AI04 Nécropole nationale française de Le Sourd & Cimetière militaire allemand de Le Sourd
De sa croix de fer sommitale, implantée sur la terrasse du cimetière formant belvédère, s’ouvre un magnifique panorama sur la plaine agricole et les portes de la Thiérache.
Ce site se distingue par son aménagement paysager unique et sa conception architecturale originale. Dans ce cimetière plurinational reposent 2088 de 14-18 corps dont 727 soldats allemands, 1333 soldats et officiers français, 25 Russes, 2 Italiens et 1 Roumain. Dans la partie est du cimetière reposent les corps des soldats français, tandis que ceux des soldats allemands, sont inhumés à l’ouest réunis autour de monuments régimentaires en granit. Au fond, près d’une grande croix, un ossuaire rassemble 571 corps de soldats français. Cette orientation des cimetières mixtes originels se retrouve en Moselle, à Lagarde dès août 1914. Le cimetière est l’œuvre des architectes allemands, les lieutenants Brunisch et Heidt, à la demande de l’empereur Guillaume II. Le sculpteur des monuments régimentaires allemands est J. Limburg.
La longueur maximale du cimetière est de 118 mètres et sa largeur de 60 mètres. La partie allemande est composée de deux zones, présentant de nombreux monuments funéraires. On observe une distinction entre les sépultures des soldats en fonction de leur grade. Pour les plus gradés, les plaques funéraires sont individuelles, alors que pour les soldats les moins gradés les plaques funéraires sont collectives et classées par régiment. Les sépultures varient également selon les nationalités. L’architecture des monuments est significative des pratiques culturelles et funéraires dans l’armée allemande de Guillaume II qui adopte les codes funéraires du monde civil et du style aristocratique wilhelmien. Dans le carré allemand ont été élevées l’une à côté de l’autre des stèles uniques pour leurs formes (urnes, cénotaphes…), à la mémoire des membres de la noblesse impériale – familles von Witzleben, von Plettenberg, von Bismarck… – avec pour certaines des inscriptions tirées de la bible. Le cimetière de Le Sourd-Lemé abrite le corps de Friedrich von Bismarck, petit-fils du chancelier.

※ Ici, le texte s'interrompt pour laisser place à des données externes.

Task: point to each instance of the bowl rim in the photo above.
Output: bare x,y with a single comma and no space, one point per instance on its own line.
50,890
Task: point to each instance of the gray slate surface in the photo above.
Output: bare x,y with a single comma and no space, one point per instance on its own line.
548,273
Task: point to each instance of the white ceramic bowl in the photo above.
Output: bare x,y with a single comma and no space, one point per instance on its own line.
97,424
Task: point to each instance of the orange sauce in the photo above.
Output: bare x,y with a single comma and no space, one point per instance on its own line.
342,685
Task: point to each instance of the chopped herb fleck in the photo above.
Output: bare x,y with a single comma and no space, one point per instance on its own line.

La terrible bataille de Guise des 29-30 août 1914 occasionne de lourdes pertes à l’armée allemande, qui doit se résoudre à enterrer ses soldats dans des fosses communes. Avec la guerre de position et la fixation du front, l’armée allemande décide d’exhumer les corps de ses soldats et de les regrouper avec ceux des soldats français dans un même lieu sur le champ de bataille. La commune de Le Sourd sollicitée par l’autorité allemande, décide d’acheter le terrain pour permettre l’installation de ce cimetière en 1915 pour honorer les soldats allemands et français. L’armée allemande va alors réaliser des tombes individuelles pour les officiers et collectives pour ses soldats, mais aussi pour les soldats français, en reproduisant dans le cimetière le plan de la bataille de Guise. D’un côté les Allemands, avec des monuments pour chaque régiment, de l’autre les Français. Dans le carré allemand, ont été élevées l’une à côté de l’autre des stèles à la mémoire des membres de la noblesse impériale appartenant à la garde de l’empereur Guillaume II, tombés ici en août 1914, dont la famille von Witzleben, von Plettenberg et von Bismarck. Friedrich von Bismarck, petit-fils d’Otto, fondateur de l’unité allemande est enterré dans le cimetière en 1916. Après les combats de 1918, des soldats français sont inhumés au fond du cimetière, notamment près de la croix sur la terrasse.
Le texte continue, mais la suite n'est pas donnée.